Stable Dreamfusion
By Aron Petau • 2 minutes read •
Stable Dreamfusion
Sources
I forked a popular implementation that reverse-engineered the Google Dreamfusion algorithm. This algorithm is closed-source and not publicly available. You can find my forked implementation on my GitHub repository. This version runs on Stable Diffusion as its base process, which means we can expect results that might not match Google's quality. The original DreamFusion paper and implementation provides more details about the technique.
Gradio
I forked the code to implement my own Gradio interface for the algorithm. Gradio is a great tool for quickly building interfaces for machine learning models. No coding is required for the end user - they can simply state their wish, and the system will generate a ready-to-be-rigged 3D model (OBJ file).
Mixamo
I used Mixamo to rig the model. It's a powerful tool for rigging and animating models, but its main strength is simplicity. As long as you have a model with a reasonable humanoid shape in a T-pose, you can rig it in seconds. That's exactly what I did here.
Unity
I used Unity to render the model for the Magic Leap 1 headset. This allowed me to create an interactive and immersive environment with the generated models.

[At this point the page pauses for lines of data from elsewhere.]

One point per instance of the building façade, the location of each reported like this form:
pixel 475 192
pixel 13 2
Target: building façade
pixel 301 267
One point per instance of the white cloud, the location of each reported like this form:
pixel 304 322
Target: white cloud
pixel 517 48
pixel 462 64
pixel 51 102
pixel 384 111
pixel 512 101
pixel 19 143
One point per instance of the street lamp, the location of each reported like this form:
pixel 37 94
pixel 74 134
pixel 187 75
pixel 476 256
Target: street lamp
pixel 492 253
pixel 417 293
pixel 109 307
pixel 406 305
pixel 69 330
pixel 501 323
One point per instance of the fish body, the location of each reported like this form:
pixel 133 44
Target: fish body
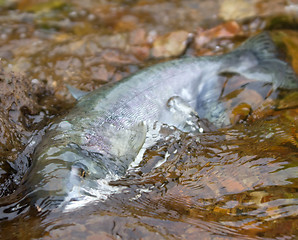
pixel 104 132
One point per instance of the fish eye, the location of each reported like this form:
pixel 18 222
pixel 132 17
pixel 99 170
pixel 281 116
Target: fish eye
pixel 80 170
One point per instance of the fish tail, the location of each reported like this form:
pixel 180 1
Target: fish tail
pixel 257 58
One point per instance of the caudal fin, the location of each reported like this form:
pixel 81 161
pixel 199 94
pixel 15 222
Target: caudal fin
pixel 257 59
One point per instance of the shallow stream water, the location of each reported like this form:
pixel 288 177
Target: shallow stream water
pixel 238 182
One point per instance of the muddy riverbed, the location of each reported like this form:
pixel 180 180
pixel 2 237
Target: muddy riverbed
pixel 239 182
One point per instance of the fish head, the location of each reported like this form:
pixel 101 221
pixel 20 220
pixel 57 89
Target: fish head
pixel 63 174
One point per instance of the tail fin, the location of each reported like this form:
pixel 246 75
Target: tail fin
pixel 257 59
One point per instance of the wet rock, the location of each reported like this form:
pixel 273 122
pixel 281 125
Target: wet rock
pixel 237 9
pixel 170 45
pixel 240 113
pixel 225 30
pixel 18 101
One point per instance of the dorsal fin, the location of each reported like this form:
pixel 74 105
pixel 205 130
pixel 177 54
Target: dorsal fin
pixel 262 46
pixel 76 93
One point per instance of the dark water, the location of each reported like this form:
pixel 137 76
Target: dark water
pixel 234 183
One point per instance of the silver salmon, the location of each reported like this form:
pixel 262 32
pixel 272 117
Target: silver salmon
pixel 100 137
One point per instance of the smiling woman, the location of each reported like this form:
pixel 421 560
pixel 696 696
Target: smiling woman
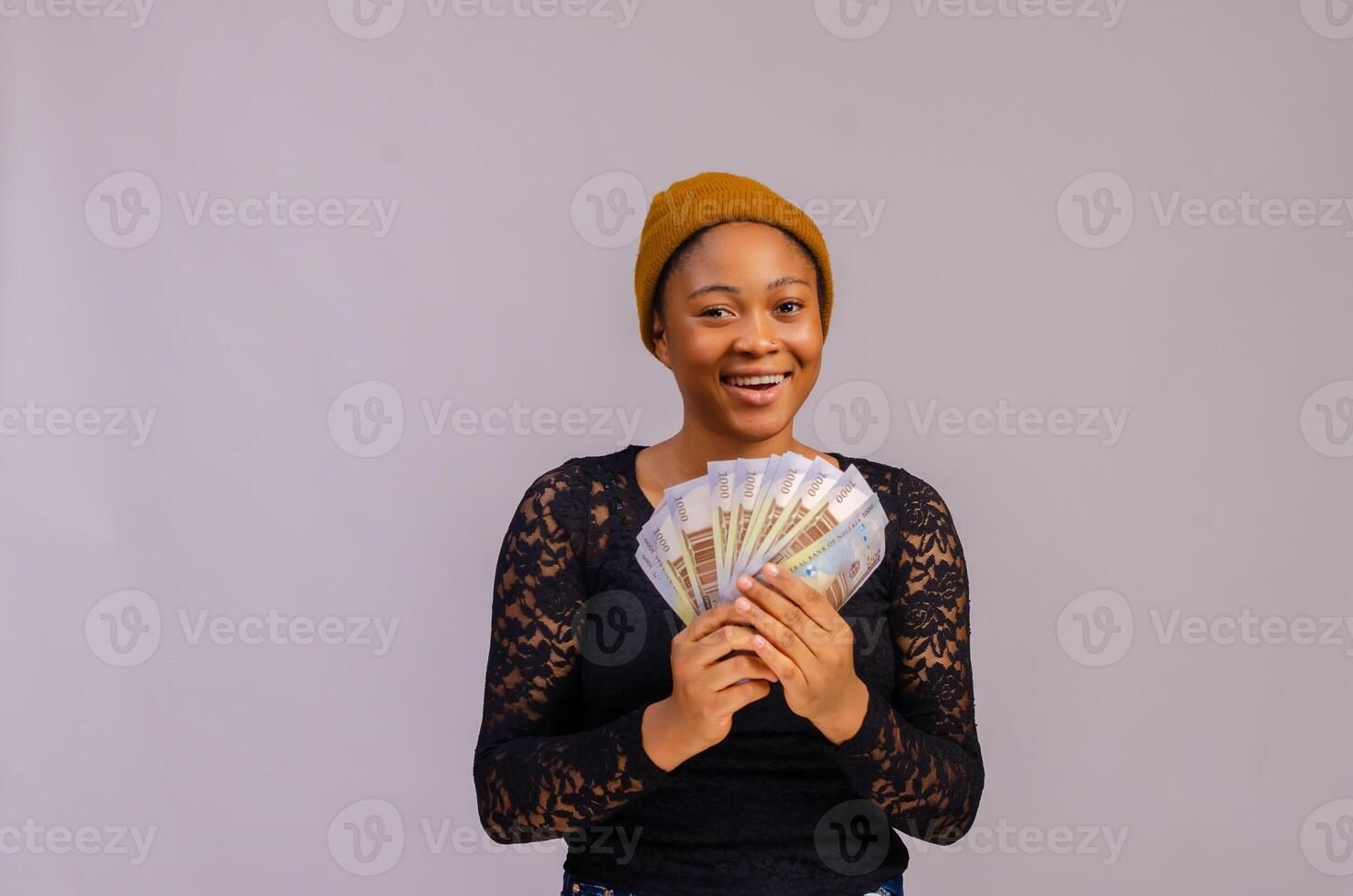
pixel 741 752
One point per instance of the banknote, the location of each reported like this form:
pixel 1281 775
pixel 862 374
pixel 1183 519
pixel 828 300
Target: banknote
pixel 815 520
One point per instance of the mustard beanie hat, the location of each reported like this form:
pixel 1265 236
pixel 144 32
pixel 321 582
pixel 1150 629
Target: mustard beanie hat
pixel 707 199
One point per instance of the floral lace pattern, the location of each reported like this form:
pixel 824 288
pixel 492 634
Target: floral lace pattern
pixel 541 771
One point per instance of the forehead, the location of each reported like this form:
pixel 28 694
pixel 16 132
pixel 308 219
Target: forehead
pixel 744 244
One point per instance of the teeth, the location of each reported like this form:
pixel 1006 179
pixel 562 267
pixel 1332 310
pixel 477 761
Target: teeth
pixel 757 380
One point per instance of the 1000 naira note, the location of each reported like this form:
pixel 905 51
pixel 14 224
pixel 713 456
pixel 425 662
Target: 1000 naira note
pixel 815 520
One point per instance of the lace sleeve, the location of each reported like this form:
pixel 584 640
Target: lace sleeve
pixel 535 777
pixel 918 755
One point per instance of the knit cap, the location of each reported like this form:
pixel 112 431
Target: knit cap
pixel 707 199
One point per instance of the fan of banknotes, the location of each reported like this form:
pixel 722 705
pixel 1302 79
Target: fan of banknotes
pixel 811 518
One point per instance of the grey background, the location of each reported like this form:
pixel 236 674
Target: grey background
pixel 1222 766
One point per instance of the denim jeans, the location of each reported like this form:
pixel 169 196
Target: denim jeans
pixel 574 887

The vision was to build an AI Chamber of Wishes: You put on the AR glasses, state your desires, and the algorithm presents you with an almost-real object in augmented reality.
Due to not having access to Google's proprietary source code and the limitations of our studio computers (which, while powerful, aren't quite optimized for machine learning), the results weren't as refined as I had hoped. Nevertheless, the results are fascinating, and I'm satisfied with the outcome. A single object generation in the environment takes approximately 20 minutes. The algorithm can be quite temperamental - it often struggles to generate coherent objects, but when it succeeds, the results are quite impressive.